Multiple comparisons

Setup

For a model ${\cal M}$, suppose we have $m$ null hypotheses \[ H_{0,i} \subset {\cal M}, \qquad 1 \leq i \leq m \]
We also assume we have $p$-values $p_i, 1 \leq i \leq m$ (i.e. [0,1] valued random variables) such that \[ P_F(p_i \leq t) \leq t \qquad \forall t \in [0,1], F \in H_{0,i} \]
A multiple testing procedure ${\cal T}$ is a map ${\cal T}:[0,1]^m \to \{0,1\}^m$ with 0 denoting a declared null and a 1 a declared positive.
Common procedure: thresholding at threshold $t$ \[ {\cal T}_t(p_1, \dots, p_m)[i] = 1_{[0,t]}(p_i) \]

# %load_ext rpy2.ipython

library(locfdr)
data(hivdata)
length(hivdata) # m

## [1] 7680

Multiple comparisons

Setup

Results are often summarized for $F \in {\cal M}$ as

	True null	True positive	Decisions
Declared positive	$V({\cal T}, F)$	$S({\cal T}, F)$	$R({\cal T})$
Declared null	$U({\cal T}, F)$	$T({\cal T}, F)$	$m-R({\cal T})$
	$m_0(F)$	$m_1(F)$	$m$

Most common error rates can be summarized by the above table. (With some abuse of notation we can think of e.g. $V({\cal T}, F)$ as a subset of $\{1, \dots, m\}$ or its cardinality.)

Family Wise Error Rate

For $F \in {\cal M}$

\[ \newcommand{\fwer}{\text{FWER}} \newcommand{\fdr}{\text{FDR}} \newcommand{\fdp}{\text{FDP}} \]
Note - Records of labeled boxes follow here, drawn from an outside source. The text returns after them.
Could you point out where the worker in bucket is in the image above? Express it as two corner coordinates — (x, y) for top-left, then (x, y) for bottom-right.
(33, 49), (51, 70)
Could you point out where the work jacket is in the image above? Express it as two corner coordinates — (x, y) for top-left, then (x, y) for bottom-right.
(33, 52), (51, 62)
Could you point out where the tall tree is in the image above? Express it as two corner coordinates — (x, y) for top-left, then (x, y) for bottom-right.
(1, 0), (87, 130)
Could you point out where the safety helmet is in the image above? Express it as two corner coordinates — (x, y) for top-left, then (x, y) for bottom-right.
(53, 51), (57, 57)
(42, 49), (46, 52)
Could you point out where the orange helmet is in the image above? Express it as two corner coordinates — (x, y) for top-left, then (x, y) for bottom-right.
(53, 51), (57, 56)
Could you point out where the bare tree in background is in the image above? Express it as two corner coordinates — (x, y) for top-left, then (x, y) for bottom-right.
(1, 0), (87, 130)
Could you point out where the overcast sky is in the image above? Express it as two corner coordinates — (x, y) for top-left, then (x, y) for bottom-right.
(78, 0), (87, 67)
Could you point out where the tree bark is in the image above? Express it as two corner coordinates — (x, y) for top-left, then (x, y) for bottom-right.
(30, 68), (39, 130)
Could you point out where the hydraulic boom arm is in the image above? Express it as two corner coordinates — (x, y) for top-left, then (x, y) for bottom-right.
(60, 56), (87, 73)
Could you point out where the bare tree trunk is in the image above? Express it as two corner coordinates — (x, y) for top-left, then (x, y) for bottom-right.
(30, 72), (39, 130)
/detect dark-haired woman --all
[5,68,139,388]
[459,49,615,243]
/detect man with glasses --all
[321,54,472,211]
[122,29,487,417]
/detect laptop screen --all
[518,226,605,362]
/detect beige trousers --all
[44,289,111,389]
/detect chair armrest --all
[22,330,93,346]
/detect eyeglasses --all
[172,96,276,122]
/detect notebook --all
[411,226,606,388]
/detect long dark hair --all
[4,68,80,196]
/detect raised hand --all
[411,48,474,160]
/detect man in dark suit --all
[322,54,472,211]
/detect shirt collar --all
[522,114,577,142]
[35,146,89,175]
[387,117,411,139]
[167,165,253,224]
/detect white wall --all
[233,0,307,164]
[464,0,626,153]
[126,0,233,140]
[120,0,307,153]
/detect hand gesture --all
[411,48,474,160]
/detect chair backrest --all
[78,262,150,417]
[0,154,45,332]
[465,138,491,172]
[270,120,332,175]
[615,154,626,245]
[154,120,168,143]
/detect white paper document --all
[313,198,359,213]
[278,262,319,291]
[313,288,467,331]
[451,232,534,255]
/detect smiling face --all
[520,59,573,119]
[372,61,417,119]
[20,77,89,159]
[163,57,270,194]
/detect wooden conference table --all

\[ \fwer(F, {\cal T}) = P_F(V({\cal T}) \geq 1) = P_F(V({\cal T}, F) \geq 1) \]

Multiple comparisons

DFQL?

Does this address / permit / facilitate inference after selection?
After running ${\cal T}$ can we talk about confidence intervals? point estimators? posterior distributions?
Broadly speaking, seems the answer is no.

Multiple comparisons

Special cases

Suppose \[ H_{0,i} = \left\{F: \theta_i(F) = 0\right\}, \qquad 1 \leq i \leq m \] for $m$ parameters $\theta_i:{\cal M} \rightarrow \mathbb{R}$.
In this case, some procedures ${\cal T}$ can be used to contruct confidence intervals for $\theta_i(F)$ with a simultaneous property.
Ignoring asymptotic considerations for now, we might restrict attention to multivariate normal \[ {\cal M} = {\cal M}(\Sigma) = \left\{N(\theta, \Sigma): \theta \in \mathbb{R}^m\right\}$ \] and take \[ p_i = 2 \cdot \left(1 - \Phi\left(|Z_i| \right) \right) \] assuming $\text{diag}(\Sigma)=1$ so we can think of \[ Z_i = \frac{\widehat{\theta}_i}{\text{SE}(\widehat{\theta}_i)} \]

Multiple comparisons

Special cases

plot(density(hivdata))

pval = 2 * (1 - pnorm(abs(hivdata)))

Multiple comparisons

Controlling FWER

Simplest procedure to control \[\fwer(F, {\cal T}) \leq \alpha, \qquad \forall F \in {\cal M}\] is Bonferroni: ${\cal T}_{\alpha / m}$.
Proof: By Markov inequality \[ \begin{aligned} P_F(V({\cal T}_{\alpha / m}, F) \geq 1)& \leq E_F(V({\cal T}_{\alpha / m}, F)) \\ & = E_F\left( \# \{1 \leq i \leq m: H_{0,i}(F)=0, p_i \leq \alpha / m \} \right) \\ &= \sum_{i:H_{0,i}(F)=0} P_F(p_i \leq \alpha / m) \\ &= \alpha \frac{m_0(F)}{m} \\ & \leq \alpha \end{aligned} \]
Can spend $\alpha$ over $m$ hypotheses differently by choosing $\sum_{i=1}^m \alpha_i = \alpha$.
Works for any multiple comparisons problem, only requires valid $p$-values $(p_i)_{1 \leq i \leq m}$.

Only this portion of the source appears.